I was getting a bit bored of making salmon as a fillet for dinner and thus found an alternate method to get my dose of fish. The solution was to turn the salmon into a burger patty that is topped with some juicy fresh flavors.
If you aren’t following the AIP diet you could serve this on a bun, add a garlic mayo or pepperjack cheese, etc. But honestly, those ideas may just distract from the elegant flavors that this recipe offers. I’d suggest you try it once as written and modify to your tastes from there.

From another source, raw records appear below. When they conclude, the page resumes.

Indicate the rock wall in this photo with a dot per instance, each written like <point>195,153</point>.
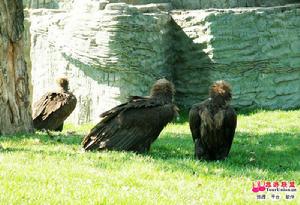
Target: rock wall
<point>256,50</point>
<point>176,4</point>
<point>204,4</point>
<point>112,50</point>
<point>107,54</point>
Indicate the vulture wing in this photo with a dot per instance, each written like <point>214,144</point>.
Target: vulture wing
<point>130,126</point>
<point>52,109</point>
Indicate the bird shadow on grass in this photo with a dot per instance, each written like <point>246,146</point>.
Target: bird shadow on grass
<point>272,153</point>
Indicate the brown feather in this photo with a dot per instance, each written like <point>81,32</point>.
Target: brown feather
<point>134,125</point>
<point>52,110</point>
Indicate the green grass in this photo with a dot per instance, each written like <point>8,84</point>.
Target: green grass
<point>38,169</point>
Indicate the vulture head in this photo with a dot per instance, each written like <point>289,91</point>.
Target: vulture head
<point>163,89</point>
<point>220,92</point>
<point>63,83</point>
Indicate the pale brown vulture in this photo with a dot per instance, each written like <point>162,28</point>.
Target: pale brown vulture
<point>134,125</point>
<point>213,123</point>
<point>53,108</point>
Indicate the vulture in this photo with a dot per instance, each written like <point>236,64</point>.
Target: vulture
<point>53,108</point>
<point>212,123</point>
<point>134,125</point>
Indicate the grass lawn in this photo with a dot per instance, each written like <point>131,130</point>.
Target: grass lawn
<point>38,169</point>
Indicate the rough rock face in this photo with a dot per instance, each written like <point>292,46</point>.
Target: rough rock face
<point>107,54</point>
<point>256,50</point>
<point>204,4</point>
<point>112,50</point>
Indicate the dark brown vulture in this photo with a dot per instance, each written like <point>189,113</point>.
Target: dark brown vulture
<point>53,108</point>
<point>213,123</point>
<point>134,125</point>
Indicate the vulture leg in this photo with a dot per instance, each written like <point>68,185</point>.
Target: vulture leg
<point>60,128</point>
<point>199,151</point>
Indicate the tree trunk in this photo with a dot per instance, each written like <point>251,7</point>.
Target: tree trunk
<point>15,104</point>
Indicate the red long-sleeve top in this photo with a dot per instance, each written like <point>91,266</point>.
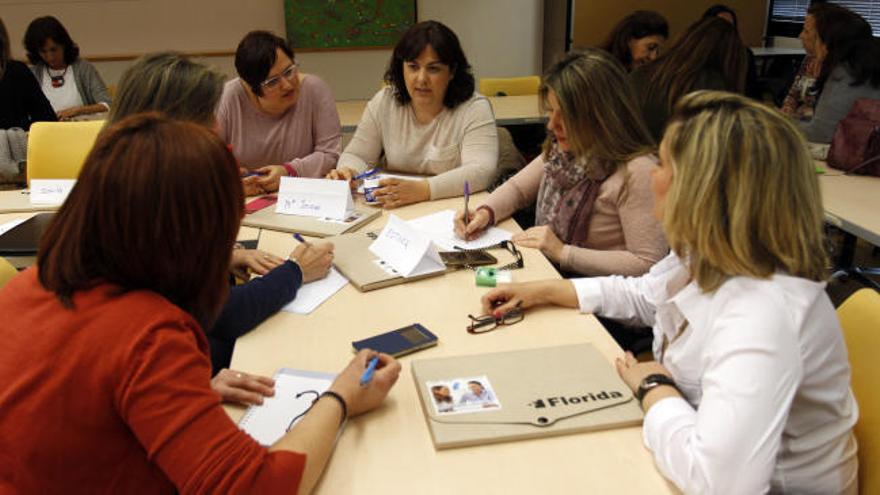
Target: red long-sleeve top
<point>114,396</point>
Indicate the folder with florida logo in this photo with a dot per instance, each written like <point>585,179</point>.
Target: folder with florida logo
<point>506,396</point>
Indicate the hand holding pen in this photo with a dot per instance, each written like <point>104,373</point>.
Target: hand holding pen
<point>313,259</point>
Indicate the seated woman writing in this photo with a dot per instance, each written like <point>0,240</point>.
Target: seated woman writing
<point>72,85</point>
<point>279,121</point>
<point>841,66</point>
<point>750,392</point>
<point>184,90</point>
<point>592,183</point>
<point>102,339</point>
<point>427,121</point>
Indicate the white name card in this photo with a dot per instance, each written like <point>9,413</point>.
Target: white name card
<point>406,249</point>
<point>50,192</point>
<point>314,198</point>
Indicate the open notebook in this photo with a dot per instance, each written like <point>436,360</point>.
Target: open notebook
<point>294,392</point>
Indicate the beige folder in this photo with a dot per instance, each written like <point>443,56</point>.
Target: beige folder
<point>353,258</point>
<point>311,226</point>
<point>539,392</point>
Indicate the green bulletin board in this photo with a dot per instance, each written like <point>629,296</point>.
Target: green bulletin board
<point>347,24</point>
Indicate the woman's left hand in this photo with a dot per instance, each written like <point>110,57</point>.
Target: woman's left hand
<point>270,177</point>
<point>633,372</point>
<point>69,113</point>
<point>260,262</point>
<point>242,388</point>
<point>543,238</point>
<point>401,192</point>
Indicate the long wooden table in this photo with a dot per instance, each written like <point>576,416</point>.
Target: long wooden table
<point>509,110</point>
<point>390,450</point>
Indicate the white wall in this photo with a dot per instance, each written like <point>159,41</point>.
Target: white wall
<point>501,38</point>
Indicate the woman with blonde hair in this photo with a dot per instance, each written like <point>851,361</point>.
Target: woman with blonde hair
<point>592,183</point>
<point>750,391</point>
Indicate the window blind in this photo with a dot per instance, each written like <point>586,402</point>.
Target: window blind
<point>795,11</point>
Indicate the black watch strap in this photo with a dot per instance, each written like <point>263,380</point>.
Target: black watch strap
<point>651,382</point>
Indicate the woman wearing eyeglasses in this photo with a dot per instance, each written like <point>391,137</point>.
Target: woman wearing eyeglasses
<point>428,120</point>
<point>750,390</point>
<point>279,121</point>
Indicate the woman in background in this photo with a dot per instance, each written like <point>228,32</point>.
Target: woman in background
<point>185,90</point>
<point>750,392</point>
<point>428,120</point>
<point>102,339</point>
<point>592,182</point>
<point>21,101</point>
<point>841,66</point>
<point>709,55</point>
<point>279,121</point>
<point>71,84</point>
<point>637,38</point>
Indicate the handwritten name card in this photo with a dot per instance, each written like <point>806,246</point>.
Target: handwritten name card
<point>314,198</point>
<point>50,192</point>
<point>406,249</point>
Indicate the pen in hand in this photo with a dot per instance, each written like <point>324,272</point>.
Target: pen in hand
<point>467,194</point>
<point>368,373</point>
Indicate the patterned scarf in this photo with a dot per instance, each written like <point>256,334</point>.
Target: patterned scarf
<point>566,198</point>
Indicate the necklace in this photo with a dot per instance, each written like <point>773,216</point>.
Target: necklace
<point>58,81</point>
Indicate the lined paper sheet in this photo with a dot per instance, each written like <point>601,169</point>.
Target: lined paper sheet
<point>440,227</point>
<point>268,422</point>
<point>312,294</point>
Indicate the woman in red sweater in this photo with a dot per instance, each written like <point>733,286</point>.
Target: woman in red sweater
<point>105,368</point>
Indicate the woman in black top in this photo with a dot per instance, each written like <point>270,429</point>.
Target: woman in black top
<point>21,100</point>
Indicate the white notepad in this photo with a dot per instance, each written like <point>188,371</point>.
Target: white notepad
<point>294,392</point>
<point>313,294</point>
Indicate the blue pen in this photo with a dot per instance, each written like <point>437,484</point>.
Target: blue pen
<point>365,173</point>
<point>368,373</point>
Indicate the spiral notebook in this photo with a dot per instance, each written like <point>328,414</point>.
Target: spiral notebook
<point>294,392</point>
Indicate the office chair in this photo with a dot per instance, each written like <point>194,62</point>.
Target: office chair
<point>860,318</point>
<point>57,150</point>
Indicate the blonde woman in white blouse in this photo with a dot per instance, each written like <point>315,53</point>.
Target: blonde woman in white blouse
<point>750,390</point>
<point>427,121</point>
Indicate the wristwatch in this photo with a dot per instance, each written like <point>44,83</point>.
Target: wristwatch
<point>651,382</point>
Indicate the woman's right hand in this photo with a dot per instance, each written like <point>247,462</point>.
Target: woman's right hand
<point>314,259</point>
<point>361,399</point>
<point>526,295</point>
<point>479,220</point>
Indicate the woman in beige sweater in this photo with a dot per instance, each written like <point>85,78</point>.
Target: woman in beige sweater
<point>592,183</point>
<point>427,121</point>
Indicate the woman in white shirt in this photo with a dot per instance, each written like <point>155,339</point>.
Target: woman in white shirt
<point>428,120</point>
<point>750,391</point>
<point>71,84</point>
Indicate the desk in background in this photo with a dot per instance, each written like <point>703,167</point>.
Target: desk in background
<point>390,450</point>
<point>509,110</point>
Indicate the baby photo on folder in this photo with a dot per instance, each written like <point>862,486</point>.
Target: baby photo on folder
<point>408,251</point>
<point>545,392</point>
<point>314,198</point>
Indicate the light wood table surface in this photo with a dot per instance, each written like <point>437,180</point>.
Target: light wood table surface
<point>389,450</point>
<point>509,110</point>
<point>852,203</point>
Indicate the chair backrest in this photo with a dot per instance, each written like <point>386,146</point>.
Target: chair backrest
<point>511,86</point>
<point>7,271</point>
<point>860,318</point>
<point>57,150</point>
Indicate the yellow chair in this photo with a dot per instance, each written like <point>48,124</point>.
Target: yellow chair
<point>57,150</point>
<point>511,86</point>
<point>860,318</point>
<point>7,271</point>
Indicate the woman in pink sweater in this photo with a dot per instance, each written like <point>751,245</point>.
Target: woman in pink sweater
<point>592,183</point>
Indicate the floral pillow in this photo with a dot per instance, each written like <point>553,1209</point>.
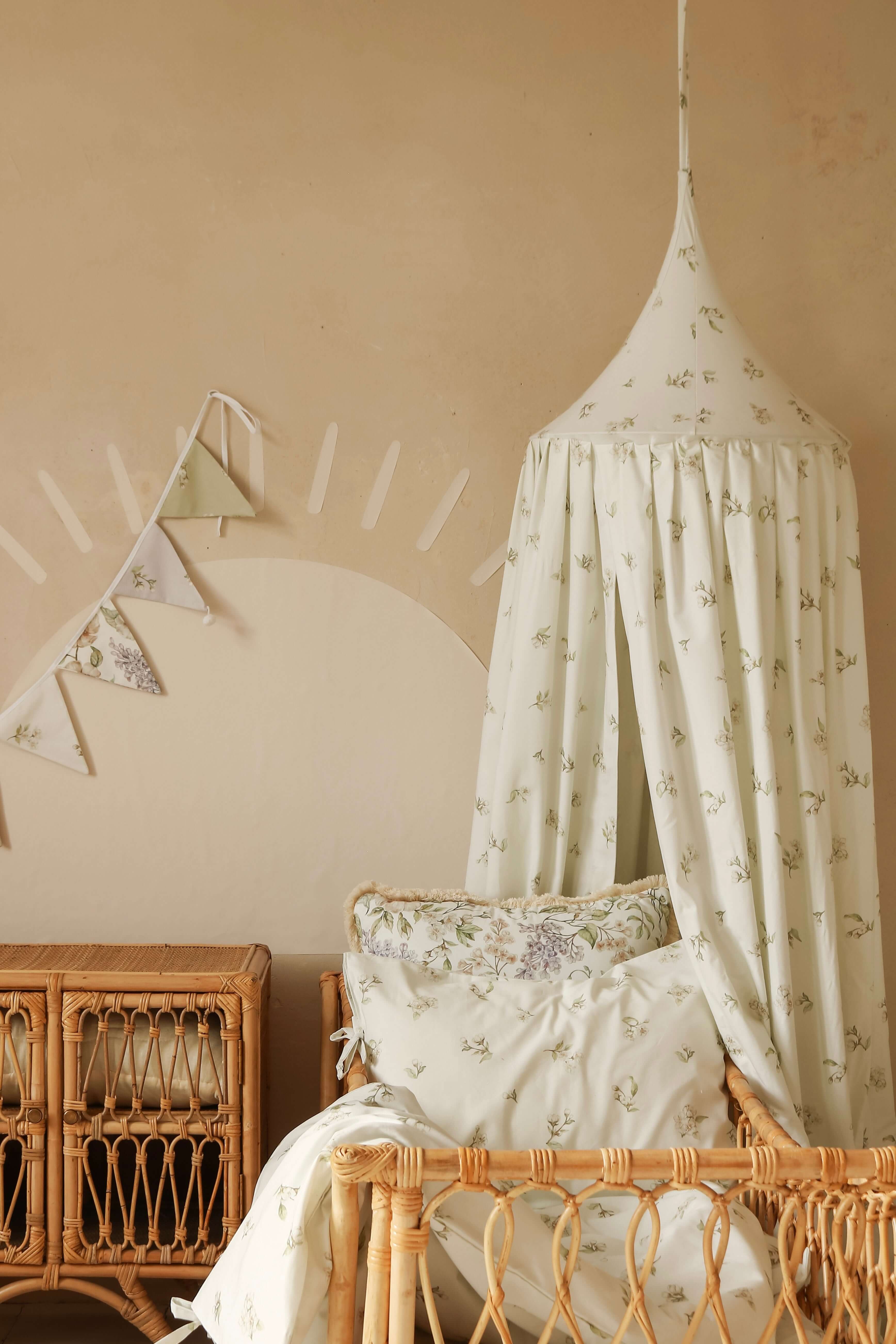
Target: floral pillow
<point>537,939</point>
<point>629,1058</point>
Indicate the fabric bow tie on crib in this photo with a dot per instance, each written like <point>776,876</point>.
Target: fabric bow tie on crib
<point>354,1038</point>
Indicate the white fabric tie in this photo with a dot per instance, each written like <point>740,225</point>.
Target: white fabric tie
<point>182,1311</point>
<point>354,1038</point>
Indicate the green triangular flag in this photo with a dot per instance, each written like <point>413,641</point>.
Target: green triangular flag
<point>205,490</point>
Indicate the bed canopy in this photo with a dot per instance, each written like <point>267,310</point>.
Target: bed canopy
<point>691,487</point>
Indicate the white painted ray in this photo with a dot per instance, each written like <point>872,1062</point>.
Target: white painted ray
<point>442,510</point>
<point>489,568</point>
<point>322,474</point>
<point>68,515</point>
<point>257,471</point>
<point>125,491</point>
<point>23,558</point>
<point>381,487</point>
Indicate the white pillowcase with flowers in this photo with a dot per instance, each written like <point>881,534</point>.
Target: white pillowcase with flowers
<point>628,1058</point>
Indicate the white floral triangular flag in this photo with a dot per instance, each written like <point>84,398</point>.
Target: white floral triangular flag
<point>108,651</point>
<point>158,574</point>
<point>41,724</point>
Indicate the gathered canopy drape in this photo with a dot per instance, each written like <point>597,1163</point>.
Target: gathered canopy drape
<point>738,569</point>
<point>691,487</point>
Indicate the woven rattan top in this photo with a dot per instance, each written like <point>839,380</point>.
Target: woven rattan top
<point>158,959</point>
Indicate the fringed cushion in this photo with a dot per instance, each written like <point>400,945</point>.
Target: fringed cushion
<point>537,939</point>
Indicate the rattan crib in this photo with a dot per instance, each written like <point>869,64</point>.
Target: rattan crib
<point>837,1206</point>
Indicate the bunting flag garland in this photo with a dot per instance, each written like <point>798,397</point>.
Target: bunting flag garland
<point>203,490</point>
<point>107,650</point>
<point>39,722</point>
<point>156,574</point>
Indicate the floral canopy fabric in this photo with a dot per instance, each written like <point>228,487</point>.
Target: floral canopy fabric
<point>695,490</point>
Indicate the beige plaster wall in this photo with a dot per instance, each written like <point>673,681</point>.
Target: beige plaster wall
<point>426,222</point>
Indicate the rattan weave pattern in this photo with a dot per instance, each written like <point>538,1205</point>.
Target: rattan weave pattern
<point>132,1115</point>
<point>151,959</point>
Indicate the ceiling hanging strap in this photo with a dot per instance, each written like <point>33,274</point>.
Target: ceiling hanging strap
<point>684,156</point>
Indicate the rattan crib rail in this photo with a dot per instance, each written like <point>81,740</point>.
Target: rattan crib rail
<point>833,1214</point>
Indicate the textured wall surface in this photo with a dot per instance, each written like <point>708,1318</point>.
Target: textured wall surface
<point>426,222</point>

Who knows, you might like this healthier flavor!
This pairs nicely with an asparagus/carrot/mushroom/onion sautee, garlic mashed potatoes, rice, etc. for a great meal.
- 1 Cucumber chopped
- 1 Orange Peeled, wedges chopped
- 8 large Green Olives diced
- 1/8 cup Cilantro chopped
- 1/2 tbsp Lemon Juice
- 1/2 tsp Sea Salt
- 1 lb Salmon skin removed
- 1/3 cup Coconut Flour
- 1 Egg
- 1 tbsp Olive Oil
- 1/4 cup Red Onion chopped
- 1/2 tsp Garlic Powder
- 1/2 tsp Dried Thyme
- 1/2 tsp Dried Parsley
- 1 tsp Sea Salt
- Olive Oil for frying
- Mix all the ingredients together in a bowl.
- Chill in the refrigerator until ready to serve. Can be made ahead of time.
- Place the salmon in a food processor and pulse until it is finely chopped and similar in size to ground chicken. Alternately, you can chop the salmon very finely with a sharp knife.
- Crack the egg into a bowl and whisk.
- Add to the bowl with the egg the salmon, coconut flour, onion, garlic powder, salt, thyme, parsley, and 1 tbsp. olive oil. Mix with a spoon until just combined.
- Form into 3 equally sized burger patties.
- Heat a skillet over medium heat with olive oil. Cover and cook burgers on each side until golden, about 5 minutes per side. Cook until the internal temperature is 165°
- Serve the patty on a plate with a generous helping of the Citrus and Cucumber salad spooned on top.